Os amigos mandaram-me postais de Itália, cartas do Minho e de Macau, enquanto eu ouvia o Rui Reininho cantar que “mais vale nunca mais crescer” e via passar os dias entre o sofá da sala e o quintal e dependia da minha mãe para tomar um duche sem escorregar.

A música dos GNR tocava muitas vezes na rádio no verão em que, ao falhar um degrau, parti o meu pé esquerdo e o médico fez-me uma bota de gesso até ao joelho. Depois mandou-me para casa com duas canadianas e ordem para descansar e esperar, que o osso estaria em condições a meados de Setembro. E a praia? O médico sorriu-me, a praia haveria de estar no mesmo lugar no ano seguinte.

Lembro-me de ter subido a custo a entrada por causa da dor e da revolta, não era justo. O azar parecia ter feito um acordo com o diabo para nunca falhar um encontro e deixar-me naquele limbo num verão que era para ser memorável.
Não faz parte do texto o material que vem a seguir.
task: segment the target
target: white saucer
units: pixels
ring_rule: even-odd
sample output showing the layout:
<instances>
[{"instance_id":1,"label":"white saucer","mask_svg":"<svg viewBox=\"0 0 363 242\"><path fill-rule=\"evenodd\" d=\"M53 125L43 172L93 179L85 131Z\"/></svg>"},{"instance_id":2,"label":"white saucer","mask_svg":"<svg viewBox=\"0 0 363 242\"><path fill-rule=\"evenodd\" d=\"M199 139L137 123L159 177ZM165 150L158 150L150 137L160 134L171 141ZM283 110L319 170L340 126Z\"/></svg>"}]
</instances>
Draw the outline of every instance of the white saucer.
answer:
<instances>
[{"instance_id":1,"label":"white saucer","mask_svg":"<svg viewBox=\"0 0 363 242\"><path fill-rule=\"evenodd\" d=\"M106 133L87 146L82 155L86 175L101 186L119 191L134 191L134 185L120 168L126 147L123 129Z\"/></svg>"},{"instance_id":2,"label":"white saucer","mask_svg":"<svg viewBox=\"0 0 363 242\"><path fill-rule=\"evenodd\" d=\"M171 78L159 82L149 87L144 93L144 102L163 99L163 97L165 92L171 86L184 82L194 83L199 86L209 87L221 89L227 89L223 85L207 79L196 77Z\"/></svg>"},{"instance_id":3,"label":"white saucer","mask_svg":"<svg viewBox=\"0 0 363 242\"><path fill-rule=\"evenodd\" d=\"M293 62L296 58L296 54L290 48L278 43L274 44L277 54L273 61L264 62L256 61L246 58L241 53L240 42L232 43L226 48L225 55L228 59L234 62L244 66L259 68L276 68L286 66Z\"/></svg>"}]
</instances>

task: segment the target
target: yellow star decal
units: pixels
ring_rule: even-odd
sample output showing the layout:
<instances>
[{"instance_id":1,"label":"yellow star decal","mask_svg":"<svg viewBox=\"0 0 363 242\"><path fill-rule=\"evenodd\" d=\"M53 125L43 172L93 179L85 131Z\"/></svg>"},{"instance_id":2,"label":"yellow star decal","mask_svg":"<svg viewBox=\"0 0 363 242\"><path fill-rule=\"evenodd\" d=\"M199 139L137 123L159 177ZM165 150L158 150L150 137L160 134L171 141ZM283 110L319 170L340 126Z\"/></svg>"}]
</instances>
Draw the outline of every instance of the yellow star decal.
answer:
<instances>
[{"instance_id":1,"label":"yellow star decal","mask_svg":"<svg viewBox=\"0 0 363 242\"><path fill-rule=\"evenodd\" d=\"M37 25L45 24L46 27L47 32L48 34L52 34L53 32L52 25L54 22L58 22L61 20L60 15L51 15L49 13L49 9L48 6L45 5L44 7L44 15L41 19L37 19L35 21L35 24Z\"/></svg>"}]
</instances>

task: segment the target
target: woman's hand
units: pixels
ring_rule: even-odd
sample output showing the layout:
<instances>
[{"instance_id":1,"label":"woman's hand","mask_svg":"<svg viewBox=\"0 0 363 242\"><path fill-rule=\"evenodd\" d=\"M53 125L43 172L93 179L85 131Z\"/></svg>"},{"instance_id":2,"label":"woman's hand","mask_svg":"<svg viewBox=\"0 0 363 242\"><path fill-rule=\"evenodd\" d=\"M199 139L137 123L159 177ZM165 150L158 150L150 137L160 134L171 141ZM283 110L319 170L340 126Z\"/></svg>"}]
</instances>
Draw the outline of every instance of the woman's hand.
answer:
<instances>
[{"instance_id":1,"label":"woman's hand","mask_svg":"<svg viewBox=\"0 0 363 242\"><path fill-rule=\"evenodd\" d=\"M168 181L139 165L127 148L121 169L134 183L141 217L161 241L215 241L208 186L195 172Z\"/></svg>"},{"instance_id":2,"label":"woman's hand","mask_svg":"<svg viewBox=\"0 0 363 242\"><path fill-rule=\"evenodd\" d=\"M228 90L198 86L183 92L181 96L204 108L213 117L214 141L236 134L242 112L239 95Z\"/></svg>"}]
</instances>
O meu primeiro verão com subsídio de férias e planos para conquistar a Europa com um saco de viagem no porta-bagagem do Peugeot 205 que nos tinha levado ao Algarve no fim do curso.

Os amigos mandaram-me postais de Itália, cartas do Minho e de Macau, enquanto eu ouvia o Rui Reininho cantar que “mais vale nunca mais crescer” e via passar os dias entre o sofá da sala e o quintal e dependia da minha mãe para tomar um duche sem escorregar. Não estava a ser um ano fácil aquele, sentia-me agrilhoada pelas ordens dos médicos e todos repetiam que o importante era ficar bem, colar o osso, curar o linfoma. Depois, se tivesse paciência, teria o futuro e o mundo.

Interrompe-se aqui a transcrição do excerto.